If Yorkshire want dazzling strokeplay to be part and parcel of Championship cricket at Headingley then they should insist that umpire Jeremy Lloyds stands in every game!

The former Somerset and Gloucestershire all-rounder was on duty in 2001 when Darren Lehmann plundered his astonishing 252 not out on the ground in the Roses match.

And he was in the middle again on Wednesday to witness at first hand the sheer brilliance of Lehmann's Australian Test colleague, Damien Martyn, who thundered his way to the season's fastest century en route to a stunning 238 off Gloucestershire's attack.

Lloyds said at the time of Lehmann's blistering innings: "It was an absolute privilege to watch it all unfold.

"He was just toying with the Lancashire bowling, taking the Mick, really.

"Every time Lancashire made a field change, Lehmann played the ball into the gap from where a player had just been taken and it was a magnificent display of improvisation."

Lloyds belief was that he would never see the equal of Lehmann's performance - so what was his opinion of Martyn's innings?
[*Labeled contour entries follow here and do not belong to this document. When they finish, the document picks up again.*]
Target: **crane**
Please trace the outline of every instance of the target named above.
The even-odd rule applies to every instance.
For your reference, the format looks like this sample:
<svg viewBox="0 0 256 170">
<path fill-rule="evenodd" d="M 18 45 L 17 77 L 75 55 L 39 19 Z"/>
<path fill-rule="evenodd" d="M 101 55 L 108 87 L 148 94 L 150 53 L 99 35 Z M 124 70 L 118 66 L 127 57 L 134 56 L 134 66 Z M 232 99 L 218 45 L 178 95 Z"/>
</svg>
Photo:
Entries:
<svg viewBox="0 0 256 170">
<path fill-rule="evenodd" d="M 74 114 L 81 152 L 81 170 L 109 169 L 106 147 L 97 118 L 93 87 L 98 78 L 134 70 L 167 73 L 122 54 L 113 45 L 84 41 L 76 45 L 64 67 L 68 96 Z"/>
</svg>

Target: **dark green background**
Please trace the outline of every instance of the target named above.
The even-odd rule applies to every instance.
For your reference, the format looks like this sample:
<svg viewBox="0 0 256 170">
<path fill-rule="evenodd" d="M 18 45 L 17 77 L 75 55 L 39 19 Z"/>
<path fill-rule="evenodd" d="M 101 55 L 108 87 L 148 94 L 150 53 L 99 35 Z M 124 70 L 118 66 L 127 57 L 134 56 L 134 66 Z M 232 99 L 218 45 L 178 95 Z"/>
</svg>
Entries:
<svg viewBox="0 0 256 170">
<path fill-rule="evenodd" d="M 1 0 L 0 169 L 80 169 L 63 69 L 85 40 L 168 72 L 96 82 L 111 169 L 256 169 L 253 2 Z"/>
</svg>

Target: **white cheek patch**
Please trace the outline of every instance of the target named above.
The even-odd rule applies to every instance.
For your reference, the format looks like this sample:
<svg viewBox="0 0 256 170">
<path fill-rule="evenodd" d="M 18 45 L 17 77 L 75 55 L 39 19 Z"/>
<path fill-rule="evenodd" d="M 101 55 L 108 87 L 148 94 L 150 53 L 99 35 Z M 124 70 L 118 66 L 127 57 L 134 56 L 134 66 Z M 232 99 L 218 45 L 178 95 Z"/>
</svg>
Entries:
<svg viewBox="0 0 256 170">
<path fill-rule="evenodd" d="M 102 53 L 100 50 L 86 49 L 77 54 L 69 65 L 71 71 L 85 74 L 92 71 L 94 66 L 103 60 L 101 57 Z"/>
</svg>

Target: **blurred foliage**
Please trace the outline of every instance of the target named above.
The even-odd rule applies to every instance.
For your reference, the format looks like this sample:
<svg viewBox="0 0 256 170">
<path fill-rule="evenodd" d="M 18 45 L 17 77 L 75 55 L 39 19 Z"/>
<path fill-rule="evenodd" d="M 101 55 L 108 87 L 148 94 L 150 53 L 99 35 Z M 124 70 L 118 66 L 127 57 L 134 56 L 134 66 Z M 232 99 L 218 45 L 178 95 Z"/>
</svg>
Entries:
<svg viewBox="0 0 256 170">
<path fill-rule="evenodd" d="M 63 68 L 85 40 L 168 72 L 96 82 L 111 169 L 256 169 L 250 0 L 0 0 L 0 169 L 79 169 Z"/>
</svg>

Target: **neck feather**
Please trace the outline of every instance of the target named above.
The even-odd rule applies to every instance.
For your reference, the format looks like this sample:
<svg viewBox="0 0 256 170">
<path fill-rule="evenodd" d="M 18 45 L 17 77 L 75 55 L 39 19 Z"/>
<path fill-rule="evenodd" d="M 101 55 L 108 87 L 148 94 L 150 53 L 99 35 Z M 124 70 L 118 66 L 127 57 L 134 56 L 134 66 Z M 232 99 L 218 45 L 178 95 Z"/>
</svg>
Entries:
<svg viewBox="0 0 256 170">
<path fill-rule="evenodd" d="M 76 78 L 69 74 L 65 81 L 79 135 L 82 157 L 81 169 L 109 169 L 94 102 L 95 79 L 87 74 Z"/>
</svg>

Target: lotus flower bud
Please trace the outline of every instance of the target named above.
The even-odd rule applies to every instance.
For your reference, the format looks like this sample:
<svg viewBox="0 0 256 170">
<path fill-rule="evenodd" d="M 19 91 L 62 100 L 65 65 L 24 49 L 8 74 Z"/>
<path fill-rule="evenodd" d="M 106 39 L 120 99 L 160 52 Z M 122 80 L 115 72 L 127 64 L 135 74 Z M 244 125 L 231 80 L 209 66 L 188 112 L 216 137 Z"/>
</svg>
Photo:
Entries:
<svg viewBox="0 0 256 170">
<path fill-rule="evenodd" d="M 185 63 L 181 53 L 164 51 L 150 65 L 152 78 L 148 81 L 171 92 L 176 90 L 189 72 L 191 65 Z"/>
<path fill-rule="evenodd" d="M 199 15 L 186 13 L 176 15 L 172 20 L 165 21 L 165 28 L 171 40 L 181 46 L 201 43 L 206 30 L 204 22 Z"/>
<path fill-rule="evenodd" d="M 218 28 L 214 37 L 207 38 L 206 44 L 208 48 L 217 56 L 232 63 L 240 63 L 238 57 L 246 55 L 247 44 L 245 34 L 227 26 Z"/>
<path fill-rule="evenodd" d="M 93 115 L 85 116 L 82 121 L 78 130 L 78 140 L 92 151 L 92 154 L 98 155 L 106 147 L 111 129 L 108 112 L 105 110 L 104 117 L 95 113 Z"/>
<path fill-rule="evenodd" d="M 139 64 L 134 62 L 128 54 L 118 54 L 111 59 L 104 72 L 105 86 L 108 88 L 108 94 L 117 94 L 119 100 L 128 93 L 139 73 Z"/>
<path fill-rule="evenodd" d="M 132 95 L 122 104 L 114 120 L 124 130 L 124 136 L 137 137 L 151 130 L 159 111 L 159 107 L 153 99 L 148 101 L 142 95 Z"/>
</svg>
"It was even better," he confessed.

"They are different types of batsmen but Martyn is absolute perfection in the execution of his shots.

"He stands so still and the ball just seems to fly off the middle of the bat."
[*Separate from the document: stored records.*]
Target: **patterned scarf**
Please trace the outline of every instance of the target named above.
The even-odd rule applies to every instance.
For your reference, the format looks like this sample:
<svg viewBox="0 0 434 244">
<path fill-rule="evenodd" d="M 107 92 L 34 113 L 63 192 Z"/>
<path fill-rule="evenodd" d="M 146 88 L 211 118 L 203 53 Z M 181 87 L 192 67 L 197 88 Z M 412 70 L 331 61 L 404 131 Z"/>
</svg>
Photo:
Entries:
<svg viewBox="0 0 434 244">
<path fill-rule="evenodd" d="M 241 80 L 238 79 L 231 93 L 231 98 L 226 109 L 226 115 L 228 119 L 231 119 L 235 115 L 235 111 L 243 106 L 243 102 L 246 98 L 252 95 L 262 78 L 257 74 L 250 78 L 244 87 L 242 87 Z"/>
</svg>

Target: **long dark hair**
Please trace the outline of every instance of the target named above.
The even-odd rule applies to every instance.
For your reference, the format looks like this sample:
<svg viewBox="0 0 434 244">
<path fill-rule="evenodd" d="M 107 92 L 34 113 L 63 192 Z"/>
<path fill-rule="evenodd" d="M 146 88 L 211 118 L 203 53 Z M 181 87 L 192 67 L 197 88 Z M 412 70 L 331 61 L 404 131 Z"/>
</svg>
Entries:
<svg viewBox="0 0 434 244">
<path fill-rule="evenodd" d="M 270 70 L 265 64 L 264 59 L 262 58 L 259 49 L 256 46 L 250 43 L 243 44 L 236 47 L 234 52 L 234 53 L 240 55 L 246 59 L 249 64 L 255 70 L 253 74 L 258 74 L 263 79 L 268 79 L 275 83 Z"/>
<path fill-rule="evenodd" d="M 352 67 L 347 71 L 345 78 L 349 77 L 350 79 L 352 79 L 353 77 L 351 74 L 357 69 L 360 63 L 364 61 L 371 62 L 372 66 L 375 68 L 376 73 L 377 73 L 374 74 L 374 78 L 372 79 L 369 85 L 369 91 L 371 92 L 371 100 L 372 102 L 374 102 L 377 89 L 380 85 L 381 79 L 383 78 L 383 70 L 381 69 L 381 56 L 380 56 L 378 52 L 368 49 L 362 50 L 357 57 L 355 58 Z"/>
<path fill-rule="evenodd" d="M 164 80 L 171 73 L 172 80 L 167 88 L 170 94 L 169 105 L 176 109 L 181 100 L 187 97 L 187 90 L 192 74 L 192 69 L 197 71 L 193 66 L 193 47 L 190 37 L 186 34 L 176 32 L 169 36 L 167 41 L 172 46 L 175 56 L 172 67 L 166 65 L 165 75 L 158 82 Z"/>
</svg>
There was a nice exchange between pace bowler Jon Lewis and the amiable Martyn when the right-hander had gone to about 158 with a boundary to third man off the edge of the bat.

"You jam-strangled . . . .", complained Lewis.

"It's a bit late to start sledging now," grinned Martyn.

What made Martyn's innings even more remarkable was that he was playing with a broken nose sustained after making 87 in his only previous appearance for Yorkshire a fortnight earlier.

The Australian Cricket Board had let Martyn know that they would be more than happy if he returned home, thus safeguarding himself from any further possible damage before the start of their domestic season.

But Martyn shunned such suggestions, preferring instead to remain part of the Yorkshire dressing room even when the players spent four days and nights in Worcester for the Championship match at New Road.

Martyn practised with his Yorkshire colleagues before start of play each day and was utterly determined to pronounce himself fit for the crunch game against Gloucestershire.

"I have not been with these guys for very long but I have really settled in with them and I wanted to stay on and help them try to win promotion," he insisted.

Martyn said he would not be back with Yorkshire next season because Lehmann was returning.

"Darren has played some pretty special innings for Yorkshire and he is a fantastic batsman, but I would like to think that at some stage in the future the opportunity will arise for me to fulfil another engagement with the club."

In the end, Martyn's epic innings could not bring Yorkshire promotion, bad light and rain at tea-time on Saturday making sure that it went to Gloucestershire instead.

But before he said farewell to Yorkshire, Martyn had time to be presented with the Sir Lawrence Trophy for his fastest century of the season.

The 65 balls it took him to reach three figures was one ball faster than Matthew Fleming took to scoop the Trophy last season and 24 deliveries quicker than Darren Lehmann when he won it in 2000.